A positive association is found between a polymorphism in the FTO gene and binge eating.
Reprinted from Eating Disorders Review
September/October Volume 26, Number 5
Evidence from behavioral genetic studies is increasingly pointing to a genetic link to increased risk of binge eating. However, BED is a more recent addition to the group of recognized eating disorders, and thus few studies before this had traced a possible genetic link specifically for BED.
Dr. Nadia Micali and colleagues at University College and King’s College, London, Harvard Medical School, and the University of Queensland, Australia, hypothesized that higher body mass index (BMI, kg/m2) and binge eating might share a genetic etiology (Obesity. 2015. 23:1729). Dr. Micali and colleagues utilized data from the Avon Longitudinal Study of Parents and Children. During this population-based prospective study of women and their children living in Avon, UK, the teens were assessed at age 14 (n=5958) and again at age 16 (n=4948).
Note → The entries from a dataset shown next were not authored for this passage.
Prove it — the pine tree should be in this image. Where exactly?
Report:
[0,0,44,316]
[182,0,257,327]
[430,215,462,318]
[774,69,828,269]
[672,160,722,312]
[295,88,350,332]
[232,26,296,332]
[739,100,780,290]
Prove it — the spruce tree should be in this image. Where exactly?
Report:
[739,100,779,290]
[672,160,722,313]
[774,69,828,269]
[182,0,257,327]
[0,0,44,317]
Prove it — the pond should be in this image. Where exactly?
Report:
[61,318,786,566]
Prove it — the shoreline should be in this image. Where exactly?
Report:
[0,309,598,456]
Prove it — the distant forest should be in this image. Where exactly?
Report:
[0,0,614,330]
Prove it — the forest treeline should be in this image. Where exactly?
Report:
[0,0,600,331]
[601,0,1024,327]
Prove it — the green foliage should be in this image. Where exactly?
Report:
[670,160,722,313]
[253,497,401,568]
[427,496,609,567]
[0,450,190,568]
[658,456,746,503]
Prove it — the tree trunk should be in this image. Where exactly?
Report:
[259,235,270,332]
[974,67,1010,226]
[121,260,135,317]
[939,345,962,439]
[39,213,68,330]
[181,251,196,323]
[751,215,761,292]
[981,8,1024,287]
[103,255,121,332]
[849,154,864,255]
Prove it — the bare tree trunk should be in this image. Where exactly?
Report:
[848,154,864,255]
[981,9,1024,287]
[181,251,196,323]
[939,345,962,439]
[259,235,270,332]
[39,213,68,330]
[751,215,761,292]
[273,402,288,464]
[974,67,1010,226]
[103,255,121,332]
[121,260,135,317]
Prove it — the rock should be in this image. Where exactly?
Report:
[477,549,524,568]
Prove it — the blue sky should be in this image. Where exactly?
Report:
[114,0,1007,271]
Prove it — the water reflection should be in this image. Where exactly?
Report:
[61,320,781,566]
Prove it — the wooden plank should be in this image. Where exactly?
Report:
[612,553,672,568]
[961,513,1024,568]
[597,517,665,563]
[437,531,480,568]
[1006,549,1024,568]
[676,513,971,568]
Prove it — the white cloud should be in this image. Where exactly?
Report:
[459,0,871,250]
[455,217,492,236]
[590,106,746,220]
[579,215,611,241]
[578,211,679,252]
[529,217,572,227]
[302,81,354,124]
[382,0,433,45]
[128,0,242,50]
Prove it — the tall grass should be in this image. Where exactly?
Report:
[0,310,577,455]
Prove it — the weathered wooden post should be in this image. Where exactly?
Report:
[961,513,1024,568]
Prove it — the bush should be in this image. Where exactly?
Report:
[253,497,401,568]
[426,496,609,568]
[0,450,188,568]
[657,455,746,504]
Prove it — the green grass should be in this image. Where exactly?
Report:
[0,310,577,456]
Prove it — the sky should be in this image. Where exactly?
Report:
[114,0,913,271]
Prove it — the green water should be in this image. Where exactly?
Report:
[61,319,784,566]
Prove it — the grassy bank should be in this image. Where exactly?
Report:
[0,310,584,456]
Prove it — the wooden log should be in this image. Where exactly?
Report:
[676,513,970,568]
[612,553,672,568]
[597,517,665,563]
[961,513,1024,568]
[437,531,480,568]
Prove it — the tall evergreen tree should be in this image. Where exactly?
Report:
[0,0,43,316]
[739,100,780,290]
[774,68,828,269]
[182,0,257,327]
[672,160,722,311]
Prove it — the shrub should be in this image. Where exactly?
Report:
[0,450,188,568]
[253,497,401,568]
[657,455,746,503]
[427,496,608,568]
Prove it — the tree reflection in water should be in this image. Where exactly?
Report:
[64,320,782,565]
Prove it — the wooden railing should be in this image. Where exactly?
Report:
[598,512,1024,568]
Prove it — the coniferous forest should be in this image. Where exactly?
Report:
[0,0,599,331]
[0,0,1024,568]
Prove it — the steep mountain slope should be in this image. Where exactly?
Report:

During the longitudinal study, binge eating was assessed with a two-part question in which participants were asked about how often in the past year they had eaten a very large amount of food. Those who answered yes were then asked whether they felt “out of control” during the episodes; affirmative answers to both questions yielded a BED diagnosis. The researchers analyzed 32 BMI-associated single nucleotide polymorphisms, or SNPs previously linked to BMI.
The FTO gene and binge eating
The authors reported that the overall mean prevalence of binge eating during adolescence was 5.6% at age 14 and 11.2% at age 16, and binge eating was more common among girls than among boys at both ages (7.4% vs. 3.5% at age 14 and 16.1% vs. 4.4% at age 16).
The results of Dr. Micali and colleagues’ study suggest a link between a polymorphism in the FTO gene and binge eating in adolescents. This factor may influence food intake, food choices, and control over eating. Girls within or near the FTO locus are seemingly associated with a preference for energy-dense foods, greater intake of food, less sensitivity to cues of satiety, and loss of control eating episodes.
The authors note that this is the first study to investigate an association between binge eating in adolescence and 32 SNPs that have been associated with BMI, and suggest that as future studies further delineate genetic correlates of obesity, it will be possible to more thoroughly test the mechanisms underlying the relationship between obesity, binge eating, and the FTO gene.